Some businesses use CPwE architectures as a springboard to create architectures that suit very specific needs. However, because of their CPwE basis, the architectures are built on a solid foundation.
Network building blocks
Another practice that has risen to prominence are pre-populated and pre-configured network enclosures. The solution allows companies to rapidly deploy or expand without bearing the time penalty and expense of a bespoke enclosure. These solution elements follow the functions of the 3-tier architecture of Converged Plant wide Ethernet – Access Layer, Distribution Layer and Core Layer – with appropriate solutions for each network layer.
Enclosure designs are validated electrically and thermally to eliminate risk during installation and commissioning. Active component placement within the enclosure is optimized for function, thermal performance, and maintainability.
Since the network building blocks are built to a validated design, companies gain enhanced supportability through their use, avoiding the “snowflake” scenario where each bespoke enclosure is “just a bit different.” This factor is important in a local deployment but becomes vital when multiple locations across a global footprint are considered.
Worker education
Businesses need to invest in their personnel as certainly as they make other business investments. Creating productive collaboration between IT and OT staffs is of immense benefit to businesses. The progression towards more ubiquitous use of Ethernet sets the stage for this collaboration to occur.

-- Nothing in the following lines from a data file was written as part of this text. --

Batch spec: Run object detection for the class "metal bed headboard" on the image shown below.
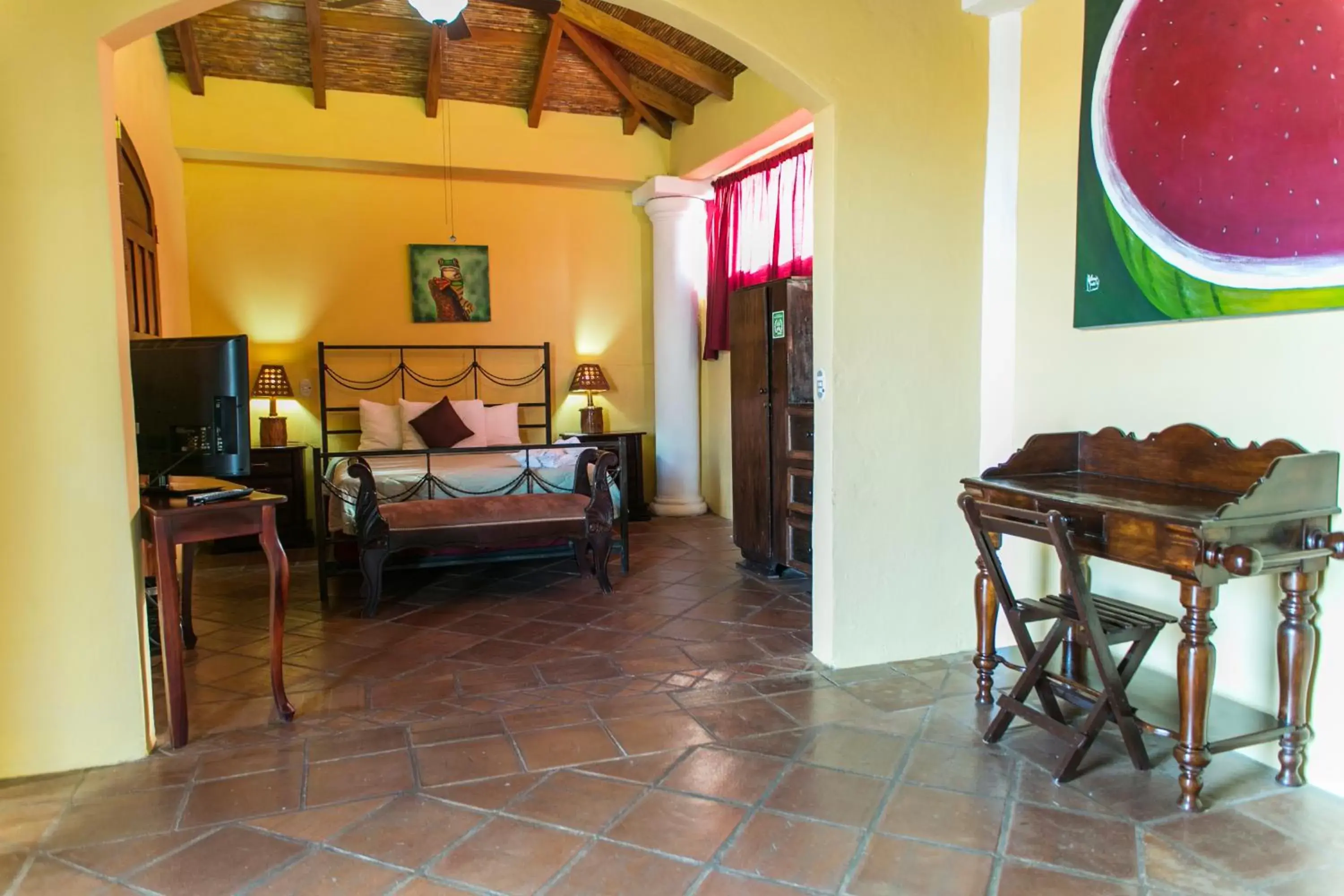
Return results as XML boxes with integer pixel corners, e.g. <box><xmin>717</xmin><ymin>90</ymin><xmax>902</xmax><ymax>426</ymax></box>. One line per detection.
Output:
<box><xmin>317</xmin><ymin>343</ymin><xmax>554</xmax><ymax>457</ymax></box>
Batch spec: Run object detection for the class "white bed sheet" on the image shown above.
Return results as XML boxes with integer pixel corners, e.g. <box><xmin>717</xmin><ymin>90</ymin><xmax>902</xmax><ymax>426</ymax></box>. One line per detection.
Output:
<box><xmin>327</xmin><ymin>452</ymin><xmax>621</xmax><ymax>534</ymax></box>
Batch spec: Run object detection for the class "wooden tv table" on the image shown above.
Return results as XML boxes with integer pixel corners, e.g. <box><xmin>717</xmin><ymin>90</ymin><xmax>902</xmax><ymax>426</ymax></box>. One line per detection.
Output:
<box><xmin>140</xmin><ymin>475</ymin><xmax>294</xmax><ymax>747</ymax></box>
<box><xmin>962</xmin><ymin>423</ymin><xmax>1344</xmax><ymax>811</ymax></box>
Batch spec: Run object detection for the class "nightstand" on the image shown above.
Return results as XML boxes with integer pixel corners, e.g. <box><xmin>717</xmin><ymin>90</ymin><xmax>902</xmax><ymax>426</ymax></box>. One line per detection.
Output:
<box><xmin>214</xmin><ymin>442</ymin><xmax>313</xmax><ymax>551</ymax></box>
<box><xmin>560</xmin><ymin>430</ymin><xmax>652</xmax><ymax>522</ymax></box>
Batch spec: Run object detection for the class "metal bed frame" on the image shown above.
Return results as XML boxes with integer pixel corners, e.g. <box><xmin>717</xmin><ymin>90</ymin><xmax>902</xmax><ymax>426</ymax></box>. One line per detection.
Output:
<box><xmin>313</xmin><ymin>343</ymin><xmax>630</xmax><ymax>604</ymax></box>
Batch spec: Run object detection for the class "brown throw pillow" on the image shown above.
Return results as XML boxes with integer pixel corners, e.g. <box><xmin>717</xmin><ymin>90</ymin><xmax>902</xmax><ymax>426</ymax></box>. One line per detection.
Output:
<box><xmin>411</xmin><ymin>398</ymin><xmax>476</xmax><ymax>448</ymax></box>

To hasten engagement, worker training investments are necessary. Industry experts have long provided training and certification for IT staff in Ethernet-based enterprise applications. Training materials to support industrial staff in a similar realm have been sparse at best.
Two noteworthy training offerings for industrial staff are Cisco Certified Network Associate (CCNA) industrial certification offered by Cisco and Industrial IP Advantage (IIPA) Training.

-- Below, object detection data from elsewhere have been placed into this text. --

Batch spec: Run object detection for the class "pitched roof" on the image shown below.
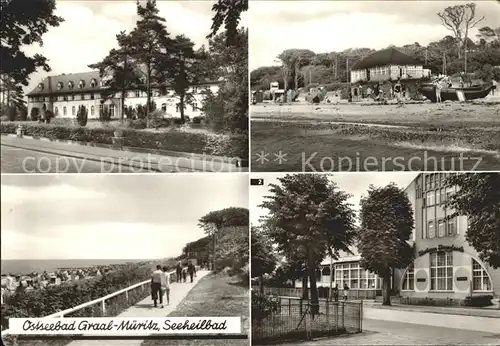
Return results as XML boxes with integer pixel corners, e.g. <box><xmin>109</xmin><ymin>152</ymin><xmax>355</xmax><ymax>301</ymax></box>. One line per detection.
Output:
<box><xmin>352</xmin><ymin>47</ymin><xmax>423</xmax><ymax>70</ymax></box>
<box><xmin>27</xmin><ymin>71</ymin><xmax>101</xmax><ymax>96</ymax></box>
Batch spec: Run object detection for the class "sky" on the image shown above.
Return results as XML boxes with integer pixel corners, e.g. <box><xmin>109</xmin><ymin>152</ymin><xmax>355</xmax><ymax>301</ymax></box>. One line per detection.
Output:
<box><xmin>250</xmin><ymin>172</ymin><xmax>418</xmax><ymax>225</ymax></box>
<box><xmin>249</xmin><ymin>0</ymin><xmax>500</xmax><ymax>70</ymax></box>
<box><xmin>23</xmin><ymin>0</ymin><xmax>246</xmax><ymax>93</ymax></box>
<box><xmin>1</xmin><ymin>173</ymin><xmax>249</xmax><ymax>260</ymax></box>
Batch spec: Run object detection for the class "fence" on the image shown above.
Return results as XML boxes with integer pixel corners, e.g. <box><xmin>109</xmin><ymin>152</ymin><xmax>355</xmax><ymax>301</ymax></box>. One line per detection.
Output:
<box><xmin>262</xmin><ymin>286</ymin><xmax>382</xmax><ymax>299</ymax></box>
<box><xmin>252</xmin><ymin>296</ymin><xmax>363</xmax><ymax>344</ymax></box>
<box><xmin>2</xmin><ymin>271</ymin><xmax>177</xmax><ymax>336</ymax></box>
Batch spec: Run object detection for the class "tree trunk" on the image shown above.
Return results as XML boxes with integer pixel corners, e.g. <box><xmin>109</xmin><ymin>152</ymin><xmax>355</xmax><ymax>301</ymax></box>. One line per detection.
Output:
<box><xmin>179</xmin><ymin>93</ymin><xmax>185</xmax><ymax>124</ymax></box>
<box><xmin>302</xmin><ymin>273</ymin><xmax>309</xmax><ymax>301</ymax></box>
<box><xmin>382</xmin><ymin>273</ymin><xmax>391</xmax><ymax>305</ymax></box>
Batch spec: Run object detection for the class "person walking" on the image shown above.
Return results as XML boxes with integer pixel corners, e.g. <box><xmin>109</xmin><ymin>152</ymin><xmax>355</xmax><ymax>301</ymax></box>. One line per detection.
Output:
<box><xmin>175</xmin><ymin>262</ymin><xmax>182</xmax><ymax>282</ymax></box>
<box><xmin>165</xmin><ymin>266</ymin><xmax>170</xmax><ymax>305</ymax></box>
<box><xmin>344</xmin><ymin>282</ymin><xmax>349</xmax><ymax>301</ymax></box>
<box><xmin>151</xmin><ymin>264</ymin><xmax>164</xmax><ymax>308</ymax></box>
<box><xmin>188</xmin><ymin>262</ymin><xmax>196</xmax><ymax>283</ymax></box>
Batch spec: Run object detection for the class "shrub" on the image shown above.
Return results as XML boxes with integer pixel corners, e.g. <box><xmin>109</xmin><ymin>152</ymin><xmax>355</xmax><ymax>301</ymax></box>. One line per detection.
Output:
<box><xmin>76</xmin><ymin>106</ymin><xmax>88</xmax><ymax>127</ymax></box>
<box><xmin>19</xmin><ymin>108</ymin><xmax>28</xmax><ymax>121</ymax></box>
<box><xmin>464</xmin><ymin>295</ymin><xmax>493</xmax><ymax>307</ymax></box>
<box><xmin>193</xmin><ymin>117</ymin><xmax>203</xmax><ymax>124</ymax></box>
<box><xmin>99</xmin><ymin>107</ymin><xmax>111</xmax><ymax>122</ymax></box>
<box><xmin>30</xmin><ymin>107</ymin><xmax>40</xmax><ymax>121</ymax></box>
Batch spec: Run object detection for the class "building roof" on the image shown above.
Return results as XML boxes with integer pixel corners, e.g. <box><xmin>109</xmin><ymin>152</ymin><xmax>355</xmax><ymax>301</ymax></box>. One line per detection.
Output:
<box><xmin>26</xmin><ymin>71</ymin><xmax>223</xmax><ymax>96</ymax></box>
<box><xmin>352</xmin><ymin>47</ymin><xmax>423</xmax><ymax>70</ymax></box>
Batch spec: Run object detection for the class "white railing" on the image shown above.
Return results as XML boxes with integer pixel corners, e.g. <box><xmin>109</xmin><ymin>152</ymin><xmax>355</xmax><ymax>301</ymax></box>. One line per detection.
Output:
<box><xmin>2</xmin><ymin>271</ymin><xmax>176</xmax><ymax>336</ymax></box>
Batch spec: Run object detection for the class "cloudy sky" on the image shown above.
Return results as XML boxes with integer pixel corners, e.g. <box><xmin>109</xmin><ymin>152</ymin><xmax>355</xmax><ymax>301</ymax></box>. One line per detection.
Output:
<box><xmin>1</xmin><ymin>173</ymin><xmax>248</xmax><ymax>259</ymax></box>
<box><xmin>250</xmin><ymin>172</ymin><xmax>418</xmax><ymax>225</ymax></box>
<box><xmin>24</xmin><ymin>0</ymin><xmax>246</xmax><ymax>92</ymax></box>
<box><xmin>249</xmin><ymin>0</ymin><xmax>500</xmax><ymax>70</ymax></box>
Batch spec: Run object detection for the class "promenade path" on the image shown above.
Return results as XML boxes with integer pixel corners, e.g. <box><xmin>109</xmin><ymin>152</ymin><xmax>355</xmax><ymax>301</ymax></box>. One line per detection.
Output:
<box><xmin>66</xmin><ymin>270</ymin><xmax>210</xmax><ymax>346</ymax></box>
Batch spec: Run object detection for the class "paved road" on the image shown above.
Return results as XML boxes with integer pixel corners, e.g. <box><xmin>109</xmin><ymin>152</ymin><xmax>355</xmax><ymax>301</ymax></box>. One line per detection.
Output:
<box><xmin>66</xmin><ymin>270</ymin><xmax>210</xmax><ymax>346</ymax></box>
<box><xmin>282</xmin><ymin>314</ymin><xmax>500</xmax><ymax>346</ymax></box>
<box><xmin>1</xmin><ymin>145</ymin><xmax>150</xmax><ymax>173</ymax></box>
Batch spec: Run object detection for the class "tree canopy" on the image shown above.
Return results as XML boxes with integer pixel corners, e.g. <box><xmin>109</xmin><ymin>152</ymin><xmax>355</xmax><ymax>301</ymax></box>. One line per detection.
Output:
<box><xmin>446</xmin><ymin>173</ymin><xmax>500</xmax><ymax>268</ymax></box>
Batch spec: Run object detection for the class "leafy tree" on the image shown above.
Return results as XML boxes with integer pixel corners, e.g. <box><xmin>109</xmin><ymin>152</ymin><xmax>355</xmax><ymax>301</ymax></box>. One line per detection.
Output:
<box><xmin>76</xmin><ymin>106</ymin><xmax>88</xmax><ymax>126</ymax></box>
<box><xmin>89</xmin><ymin>31</ymin><xmax>141</xmax><ymax>121</ymax></box>
<box><xmin>207</xmin><ymin>0</ymin><xmax>248</xmax><ymax>46</ymax></box>
<box><xmin>0</xmin><ymin>0</ymin><xmax>64</xmax><ymax>86</ymax></box>
<box><xmin>261</xmin><ymin>174</ymin><xmax>355</xmax><ymax>316</ymax></box>
<box><xmin>251</xmin><ymin>227</ymin><xmax>277</xmax><ymax>294</ymax></box>
<box><xmin>127</xmin><ymin>0</ymin><xmax>171</xmax><ymax>115</ymax></box>
<box><xmin>446</xmin><ymin>173</ymin><xmax>500</xmax><ymax>268</ymax></box>
<box><xmin>358</xmin><ymin>183</ymin><xmax>414</xmax><ymax>305</ymax></box>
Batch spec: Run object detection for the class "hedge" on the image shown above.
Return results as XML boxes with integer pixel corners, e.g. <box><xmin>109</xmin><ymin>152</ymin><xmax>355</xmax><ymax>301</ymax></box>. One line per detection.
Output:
<box><xmin>0</xmin><ymin>122</ymin><xmax>248</xmax><ymax>160</ymax></box>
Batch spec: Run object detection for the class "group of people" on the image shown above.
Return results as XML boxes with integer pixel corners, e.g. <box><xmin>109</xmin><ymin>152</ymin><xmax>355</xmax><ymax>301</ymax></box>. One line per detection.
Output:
<box><xmin>332</xmin><ymin>283</ymin><xmax>349</xmax><ymax>302</ymax></box>
<box><xmin>151</xmin><ymin>262</ymin><xmax>196</xmax><ymax>308</ymax></box>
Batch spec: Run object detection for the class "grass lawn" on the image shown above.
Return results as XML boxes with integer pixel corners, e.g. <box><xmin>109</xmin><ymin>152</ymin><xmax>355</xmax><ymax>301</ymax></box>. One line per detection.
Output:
<box><xmin>141</xmin><ymin>274</ymin><xmax>250</xmax><ymax>346</ymax></box>
<box><xmin>251</xmin><ymin>120</ymin><xmax>500</xmax><ymax>172</ymax></box>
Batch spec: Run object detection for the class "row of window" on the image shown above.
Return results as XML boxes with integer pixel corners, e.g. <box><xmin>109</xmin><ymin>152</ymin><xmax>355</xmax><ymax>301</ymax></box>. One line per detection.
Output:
<box><xmin>422</xmin><ymin>217</ymin><xmax>458</xmax><ymax>239</ymax></box>
<box><xmin>317</xmin><ymin>263</ymin><xmax>382</xmax><ymax>289</ymax></box>
<box><xmin>402</xmin><ymin>251</ymin><xmax>492</xmax><ymax>291</ymax></box>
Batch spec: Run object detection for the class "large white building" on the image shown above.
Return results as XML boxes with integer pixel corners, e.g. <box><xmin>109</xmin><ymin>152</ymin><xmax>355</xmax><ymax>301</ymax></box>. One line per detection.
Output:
<box><xmin>27</xmin><ymin>71</ymin><xmax>221</xmax><ymax>118</ymax></box>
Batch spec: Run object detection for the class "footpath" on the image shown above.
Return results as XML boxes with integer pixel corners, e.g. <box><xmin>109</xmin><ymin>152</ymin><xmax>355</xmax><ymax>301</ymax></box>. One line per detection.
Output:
<box><xmin>1</xmin><ymin>135</ymin><xmax>244</xmax><ymax>173</ymax></box>
<box><xmin>66</xmin><ymin>270</ymin><xmax>210</xmax><ymax>346</ymax></box>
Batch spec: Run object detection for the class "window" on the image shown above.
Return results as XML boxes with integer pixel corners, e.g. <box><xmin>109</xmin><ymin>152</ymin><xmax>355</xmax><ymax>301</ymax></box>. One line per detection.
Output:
<box><xmin>426</xmin><ymin>191</ymin><xmax>434</xmax><ymax>206</ymax></box>
<box><xmin>427</xmin><ymin>221</ymin><xmax>436</xmax><ymax>238</ymax></box>
<box><xmin>438</xmin><ymin>220</ymin><xmax>446</xmax><ymax>237</ymax></box>
<box><xmin>472</xmin><ymin>258</ymin><xmax>491</xmax><ymax>291</ymax></box>
<box><xmin>403</xmin><ymin>264</ymin><xmax>415</xmax><ymax>291</ymax></box>
<box><xmin>430</xmin><ymin>251</ymin><xmax>453</xmax><ymax>291</ymax></box>
<box><xmin>446</xmin><ymin>217</ymin><xmax>457</xmax><ymax>235</ymax></box>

The Cisco Certified Network Associate Industrial (CCNA Industrial) certification is for plant administrators, control system engineers, and traditional network engineers in the manufacturing, process control, and oil & gas industries, who will be involved with the convergence of IT and industrial networks.

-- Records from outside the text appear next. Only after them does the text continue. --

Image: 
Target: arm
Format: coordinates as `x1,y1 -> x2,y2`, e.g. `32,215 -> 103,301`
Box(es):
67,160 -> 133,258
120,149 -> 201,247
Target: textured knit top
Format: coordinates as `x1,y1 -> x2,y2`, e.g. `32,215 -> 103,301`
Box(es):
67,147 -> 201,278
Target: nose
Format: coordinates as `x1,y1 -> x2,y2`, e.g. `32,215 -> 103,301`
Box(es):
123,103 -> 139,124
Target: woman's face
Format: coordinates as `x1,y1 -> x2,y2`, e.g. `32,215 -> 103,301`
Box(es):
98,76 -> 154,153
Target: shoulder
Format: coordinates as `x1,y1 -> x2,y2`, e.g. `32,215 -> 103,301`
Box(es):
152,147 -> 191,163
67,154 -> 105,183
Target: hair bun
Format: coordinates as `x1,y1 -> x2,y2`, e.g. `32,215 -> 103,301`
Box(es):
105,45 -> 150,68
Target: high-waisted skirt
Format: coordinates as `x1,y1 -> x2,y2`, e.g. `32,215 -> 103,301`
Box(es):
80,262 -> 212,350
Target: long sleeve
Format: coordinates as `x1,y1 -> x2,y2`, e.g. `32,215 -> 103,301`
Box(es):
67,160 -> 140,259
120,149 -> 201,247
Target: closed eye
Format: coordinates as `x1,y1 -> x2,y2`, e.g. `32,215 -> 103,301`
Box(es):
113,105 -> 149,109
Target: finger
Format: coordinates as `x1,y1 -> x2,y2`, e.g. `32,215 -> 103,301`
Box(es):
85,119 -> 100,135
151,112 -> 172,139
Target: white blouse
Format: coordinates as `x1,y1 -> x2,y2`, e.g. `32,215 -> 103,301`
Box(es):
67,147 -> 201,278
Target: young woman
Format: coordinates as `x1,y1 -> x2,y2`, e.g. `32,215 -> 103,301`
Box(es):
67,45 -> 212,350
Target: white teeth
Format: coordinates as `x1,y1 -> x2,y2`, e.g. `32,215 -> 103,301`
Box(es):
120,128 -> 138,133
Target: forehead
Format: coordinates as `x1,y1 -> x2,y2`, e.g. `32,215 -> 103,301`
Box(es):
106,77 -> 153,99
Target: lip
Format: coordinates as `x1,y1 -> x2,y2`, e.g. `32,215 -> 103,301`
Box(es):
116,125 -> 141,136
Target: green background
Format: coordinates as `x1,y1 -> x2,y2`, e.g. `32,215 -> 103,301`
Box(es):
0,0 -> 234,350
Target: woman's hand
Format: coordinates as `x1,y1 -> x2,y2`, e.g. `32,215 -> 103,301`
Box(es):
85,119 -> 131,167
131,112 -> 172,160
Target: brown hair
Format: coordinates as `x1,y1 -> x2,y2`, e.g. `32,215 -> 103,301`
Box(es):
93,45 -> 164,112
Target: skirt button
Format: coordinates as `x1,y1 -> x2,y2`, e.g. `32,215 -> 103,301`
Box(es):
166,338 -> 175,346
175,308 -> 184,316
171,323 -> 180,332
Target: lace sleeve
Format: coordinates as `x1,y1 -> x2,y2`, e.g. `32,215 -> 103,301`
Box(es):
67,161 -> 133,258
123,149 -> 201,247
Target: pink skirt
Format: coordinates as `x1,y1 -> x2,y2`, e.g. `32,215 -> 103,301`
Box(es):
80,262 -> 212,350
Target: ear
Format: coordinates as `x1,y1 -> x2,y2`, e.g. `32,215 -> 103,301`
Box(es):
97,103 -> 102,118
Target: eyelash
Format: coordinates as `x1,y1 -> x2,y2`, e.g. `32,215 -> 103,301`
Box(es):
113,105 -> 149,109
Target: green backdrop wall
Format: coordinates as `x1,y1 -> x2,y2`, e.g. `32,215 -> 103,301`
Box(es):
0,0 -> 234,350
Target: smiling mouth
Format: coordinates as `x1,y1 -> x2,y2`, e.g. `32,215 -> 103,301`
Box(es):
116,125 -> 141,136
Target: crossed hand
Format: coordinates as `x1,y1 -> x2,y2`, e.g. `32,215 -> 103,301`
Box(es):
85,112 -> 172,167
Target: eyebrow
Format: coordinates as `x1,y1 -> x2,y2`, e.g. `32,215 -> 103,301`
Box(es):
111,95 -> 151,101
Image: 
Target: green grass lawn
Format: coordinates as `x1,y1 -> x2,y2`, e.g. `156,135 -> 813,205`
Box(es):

This certification provides candidates with the necessary skills to successfully implement and troubleshoot the most common industry standard protocols while leveraging best practices needed for today’s connected networks. There are prerequisite certifications as a gateway to CCNA Industrial. These are Industrial Networking Specialist, CCNET, CCNA Routing and Switching or any valid CCIE certification.
Training offered by the Industrial IP Advantage is delivered online and therefore, is self-paced. The training targets control engineers, IT professionals, system integrators, and machine builders. This multi-part eLearning program combines practical guidance with reference architectures on IP addressing, network topologies, switches and routing infrastructure, physical cabling and wireless, virtualization and cloud technologies, security measures, and more.
Conclusion
Industrial network infrastructure is a valuable business asset. Investments in legacy industrial networks require a clear migration path to optimize return on assets while not missing out on performance enhancements from new technologies.
A robust, well-executed physical layer is foundational to this asset continuing to deliver value. Rapidly emerging technology advances such as the Internet of Things, Wireless Sensor Networks, Power over Ethernet, and Time Sensitive Networking can further leverage your network with a little education and planning.